Intorno all’altare pietre squadrate e liste di nero del Mar Morto incorniciano un elegante e severo tappeto di mosaico a sottili disegni bianchi su fondo nero con tocchi di rosso-corallo e viola e verdi forniti anch’essi dalle cave locali; e questo tappeto continua poi come guida nel centro della nave fino alla porta d’ingresso. Si direbbe che la balaustra dell’altare è quasi trasparente nell’intreccio lieve di archi e quadrilobi, sicché non spezza l’unità del piccolo ambiente e lascia libera la vista sul presbiterio; fu eseguita insieme alle griglie dorate del coretto nelle officine di S. Salvatore su disegni dell’architetto.
Ma chi entra nel Santuario non vede da principio le cose fin qui descritte. Attraverso la penombra della nave tre quadri luminosi, fatti come di gemme variamente scintillanti e colorate, l’affàscinano e ne trasportano lo spirito al di là del reale, nell’oblìo delle brevi pareti che lo circondano. Una sorpresa ed una meraviglia. Tre delle arcate a sostegno della volta del presbiterio sono chiuse da preziose vetrate.

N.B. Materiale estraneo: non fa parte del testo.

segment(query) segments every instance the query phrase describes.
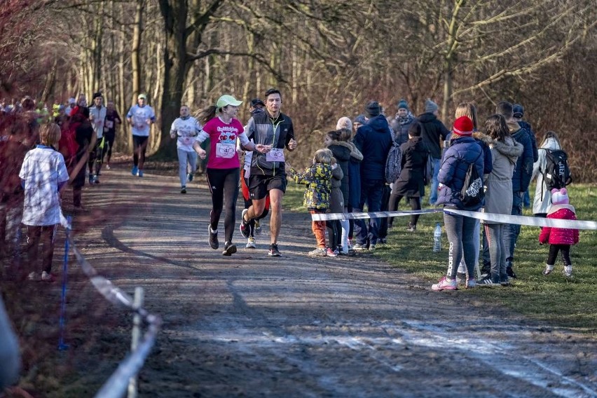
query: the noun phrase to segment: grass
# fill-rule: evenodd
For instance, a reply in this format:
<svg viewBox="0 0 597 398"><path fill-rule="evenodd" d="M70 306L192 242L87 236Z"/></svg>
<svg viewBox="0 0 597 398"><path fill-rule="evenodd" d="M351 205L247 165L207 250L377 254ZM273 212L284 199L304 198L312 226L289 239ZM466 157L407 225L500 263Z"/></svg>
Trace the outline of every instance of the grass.
<svg viewBox="0 0 597 398"><path fill-rule="evenodd" d="M579 184L568 188L570 203L576 209L578 219L597 220L597 185ZM533 184L531 191L534 190ZM306 211L302 206L303 192L302 187L289 183L284 196L284 209ZM409 210L404 201L400 205L400 210ZM532 216L530 209L525 209L524 215ZM406 231L406 217L394 219L388 244L376 250L375 256L420 277L429 283L430 289L431 284L447 269L445 231L442 251L432 251L433 229L437 222L443 226L441 213L423 214L419 219L417 232L411 233ZM580 231L580 242L570 250L573 276L568 279L561 273L561 263L556 264L554 272L547 276L541 273L549 245L539 245L539 233L538 227L521 227L514 252L514 270L518 278L512 287L477 288L458 294L511 308L529 319L554 326L597 333L597 231Z"/></svg>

Nel centro Cristo alla colonna: « Ego in hoc natus sum et ad hoc veni in mundum ut testimonium perhibeam veritati: Omnis qui est ex veritate audit vocem meam ». (Ioa., XVIII). Il mondo invece ama la menzogna che giustifica o esalta il peccato, e tura la bocca della Verità con ceffoni e con sputi, cioè con la sudicia calunnia; la temuta Verità vuol flagellata a sangue. Il Maligno ride nel riso beffardo e saettante odio dei suoi umani satelliti, e Cristo-Verità, legato alla colonna, folgora di luce e leva i grandi occhi al Cielo, testimone della sua missione e del suo strazio ineffabile. Anime pie vedrebbero forse volentieri un lampo di dolce bontà su quel Volto virile che il taglio secco delle sagome vetrose rende un po’ duro; ma quale potenza divina è in quell’atteggiamento di supremo dolore ! E i toni cupi del colore commentano le basse passioni degli implacabili carnefici.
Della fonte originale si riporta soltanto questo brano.